A total of 3780 (∼54%) MPO terms were mapped to unique UMLS CUIs of the semantic group ‘Disorder’ with different scores. Table 1 provides the percentage of MPO terms mapped to different UMLS semantic types, the range of scores for each of the 33 principal root nodes, and the children terms in the MPO. 415 (∼6%) MPO terms were mapped to more than one UMLS CUI.
Table 1.
Root MPO ID | Root MPO term | Number of children terms | Percentage of children terms mapped | Percentage of mapped MPO terms with MetaMap scores (1000 = perfect score) |
|||
---|---|---|---|---|---|---|---|
1000 | 800–999 | 600–799 | <600 | ||||
MP:0003631 | Nervous system phenotype | 1027 | 50 | 34 | 12 | 4 | 0 |
MP:0005387 | Immune system phenotype | 913 | 42 | 28 | 10 | 4 | 0 |
MP:0005389 | Reproductive system phenotype | 549 | 53 | 38 | 10 | 5 | 0 |
MP:0005376 | Homeostasis/metabolism phenotype | 450 | 42 | 22 | 7 | 13 | 0 |
MP:0005385 | Cardiovascular system phenotype | 434 | 66 | 44 | 19 | 3 | 0 |
MP:0005381 | Digestive/alimentary phenotype | 369 | 63 | 44 | 14 | 4 | 0 |
MP:0005382 | Craniofacial phenotype | 352 | 59 | 45 | 11 | 1 | 2 |
MP:0005386 | Behavior/neurological phenotype | 282 | 62 | 31 | 28 | 2 | 0 |
MP:0005393 | Skin/coat/nails phenotype | 261 | 53 | 33 | 17 | 3 | 0 |
MP:0005391 | Vision/eye phenotype | 243 | 72 | 55 | 15 | 2 | 0 |
MP:0005390 | Skeleton phenotype | 237 | 56 | 39 | 14 | 3 | 0 |
MP:0005377 | Hearing/vestibular/ear phenotype | 222 | 46 | 26 | 13 | 5 | 3 |
MP:0005367 | Renal/urinary system phenotype | 191 | 64 | 44 | 15 | 5 | 1 |
MP:0002006 | Tumorigenesis | 174 | 91 | 75 | 16 | 1 | 0 |
MP:0005388 | Respiratory system phenotype | 170 | 61 | 45 | 12 | 4 | 0 |
MP:0005380 | Embryogenesis phenotype | 168 | 35 | 17 | 12 | 7 | 0 |
MP:0005371 | Limbs/digits/tail phenotype | 163 | 55 | 36 | 17 | 3 | 0 |
MP:0005369 | Muscle phenotype | 137 | 55 | 26 | 27 | 1 | 0 |
MP:0005384 | Cellular phenotype | 116 | 34 | 19 | 14 | 1 | 0 |
MP:0005397 | Hematopoietic system phenotype | 103 | 64 | 44 | 13 | 8 | 0 |
MP:0005370 | Liver/biliary system phenotype | 91 | 71 | 60 | 10 | 1 | 0 |
MP:0005375 | Adipose tissue phenotype | 90 | 34 | 16 | 16 | 3 | 0 |
MP:0005379 | Endocrine/exocrine gland phenotype | 85 | 59 | 51 | 6 | 2 | 0 |
MP:0005378 | Growth/size phenotype | 71 | 62 | 38 | 24 | 0 | 0 |
MP:0005394 | Taste/olfaction phenotype | 15 | 73 | 33 | 0 | 40 | 0 |
MP:0005392 | Touch/vibrissae phenotype | 13 | 92 | 8 | 46 | 38 | 0 |
MP:0001186 | Pigmentation phenotype | 12 | 75 | 42 | 33 | 0 | 0 |
MP:0005374 | Lethality-prenatal/perinatal | 11 | 82 | 18 | 64 | 0 | 0 |
MP:0005395 | Other phenotype | 10 | 40 | 40 | 0 | 0 | 0 |
MP:0005372 | Life span-post-weaning/aging | 10 | 30 | 20 | 10 | 0 | 0 |
MP:0002873 | Normal phenotype | 5 | 0 | 0 | 0 | 0 | 0 |
MP:0005373 | Lethality-postnatal | 3 | 67 | 33 | 0 | 33 | 0 |
MP:0003012 | No phenotypic analysis | 1 | 0 | 0 | 0 | 0 | 0 |
We did not do a direct MPO to HPO mapping but instead used the existing HPO to UMLS mappings (available in the HPO obo file).

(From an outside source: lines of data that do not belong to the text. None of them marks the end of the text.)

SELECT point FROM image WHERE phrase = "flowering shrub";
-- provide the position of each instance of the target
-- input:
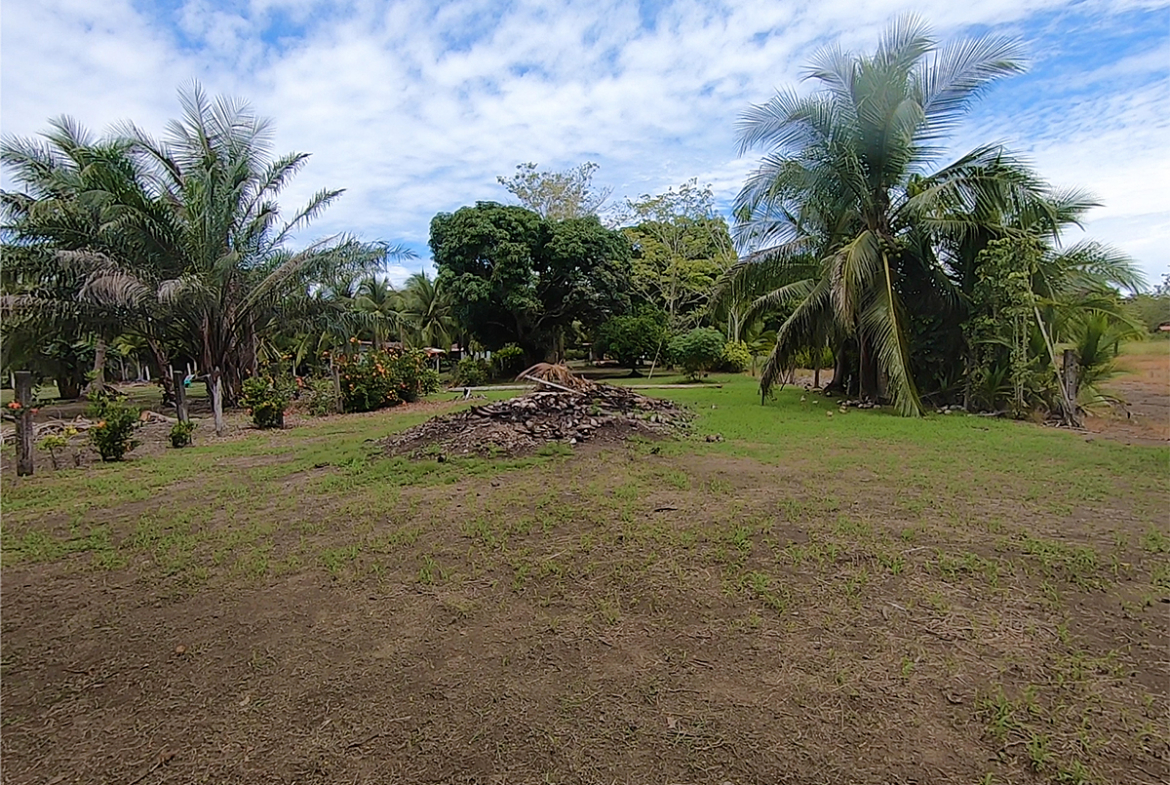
(112, 432)
(266, 400)
(380, 378)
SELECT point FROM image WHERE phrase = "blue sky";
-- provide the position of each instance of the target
(415, 107)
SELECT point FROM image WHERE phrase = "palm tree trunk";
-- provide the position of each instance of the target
(867, 372)
(162, 362)
(97, 383)
(215, 381)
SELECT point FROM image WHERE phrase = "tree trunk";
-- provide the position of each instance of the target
(867, 370)
(162, 362)
(840, 383)
(215, 381)
(97, 383)
(68, 386)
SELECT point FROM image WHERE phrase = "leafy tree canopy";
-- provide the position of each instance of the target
(681, 247)
(517, 277)
(557, 195)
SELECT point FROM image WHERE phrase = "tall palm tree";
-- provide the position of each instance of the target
(67, 217)
(222, 232)
(382, 307)
(848, 185)
(427, 311)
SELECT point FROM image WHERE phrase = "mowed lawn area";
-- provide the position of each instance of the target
(818, 598)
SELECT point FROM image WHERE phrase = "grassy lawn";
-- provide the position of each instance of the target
(818, 598)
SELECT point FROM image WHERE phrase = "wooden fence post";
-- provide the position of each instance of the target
(1069, 373)
(180, 396)
(25, 424)
(337, 387)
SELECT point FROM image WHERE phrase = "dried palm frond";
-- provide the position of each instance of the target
(557, 373)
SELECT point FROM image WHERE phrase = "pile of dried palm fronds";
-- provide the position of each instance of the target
(556, 413)
(558, 373)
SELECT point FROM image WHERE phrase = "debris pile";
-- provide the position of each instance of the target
(523, 425)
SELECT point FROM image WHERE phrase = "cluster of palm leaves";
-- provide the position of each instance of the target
(859, 240)
(178, 245)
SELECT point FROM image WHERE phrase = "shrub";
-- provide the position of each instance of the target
(472, 372)
(180, 433)
(736, 358)
(379, 378)
(50, 445)
(413, 376)
(811, 357)
(322, 397)
(508, 360)
(266, 400)
(112, 433)
(697, 351)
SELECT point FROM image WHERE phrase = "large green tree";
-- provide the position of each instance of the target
(681, 246)
(515, 277)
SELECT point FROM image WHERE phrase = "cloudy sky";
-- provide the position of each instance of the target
(415, 107)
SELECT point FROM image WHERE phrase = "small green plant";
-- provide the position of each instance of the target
(111, 434)
(697, 351)
(736, 357)
(322, 398)
(508, 360)
(266, 400)
(52, 443)
(180, 434)
(472, 372)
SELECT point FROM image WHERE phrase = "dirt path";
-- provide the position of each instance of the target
(1143, 386)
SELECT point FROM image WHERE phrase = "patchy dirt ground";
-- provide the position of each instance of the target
(1143, 388)
(813, 600)
(623, 615)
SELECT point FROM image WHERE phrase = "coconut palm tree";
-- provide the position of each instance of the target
(850, 184)
(224, 234)
(426, 309)
(64, 218)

In other words, if an MPO term and HPO term map to the same UMLS concept, we consider it as a MPO-HPO term match.
Mapping MPO to OMIM
We used NCBI Entrez programming utilities (eUtils) (23) to map the MPO terms to OMIM records. The NCBI eUtils are tools which allow users to access NCBI’s Entrez databases and search and retrieve data from them. The results generated are similar to the results one obtains when querying NCBI databases through web interfaces. We used the eSearch tool from eUtils to map MPO terms to OMIM records and retrieve all mapped OMIM record IDs. We used both the MPO terms and their synonyms as queries. The eUtils Web service accepts a term and returns the associated OMIM IDs. In the preliminary runs, we observed that eUtils performs an exact string-based comparison with the OMIM records using the term submitted. Thus, it fails to accommodate the variations of terms (plurals or synonyms). For instance, the number of hits returned when using queries like ‘eye abnormality’, ‘eye abnormalities’, ‘eye disorder’, ‘eye disorders’, ‘eye defect’, ‘eye defects’ and ‘abnormal eye’ were different. To overcome this limitation, we pre-processed all MPO terms prior to submission to eUtils along the lines described earlier and merged the results obtained for each of the variable queries representing one unique MPO term. Since the eUtils has a restriction on the number of queries (not >3 queries per second), we submitted our requests in batches of three terms at a time. The results (MPO to OMIM mappings) obtained from eUtils were assigned empirical scores based on the context of the MPO term (i.e. its occurrence in a specific section(s) of the mapped OMIM record). If an MPO term was mapped to the ‘Allelic Variant’ section and also to the ‘Clinical Synopsis’ or ‘Clinical Features’ section of the mapped OMIM record, we assigned a perfect score of 1000 (see the ‘Help’ and ‘FAQ’ sections on the PhenoHM home page for additional details of scoring adopted). Simultaneously, we also built a database of all available allelic variants, clinical synopsis, clinical features, pathogenesis and genotype/phenotype correlations in the OMIM records by parsing the OMIM XML files.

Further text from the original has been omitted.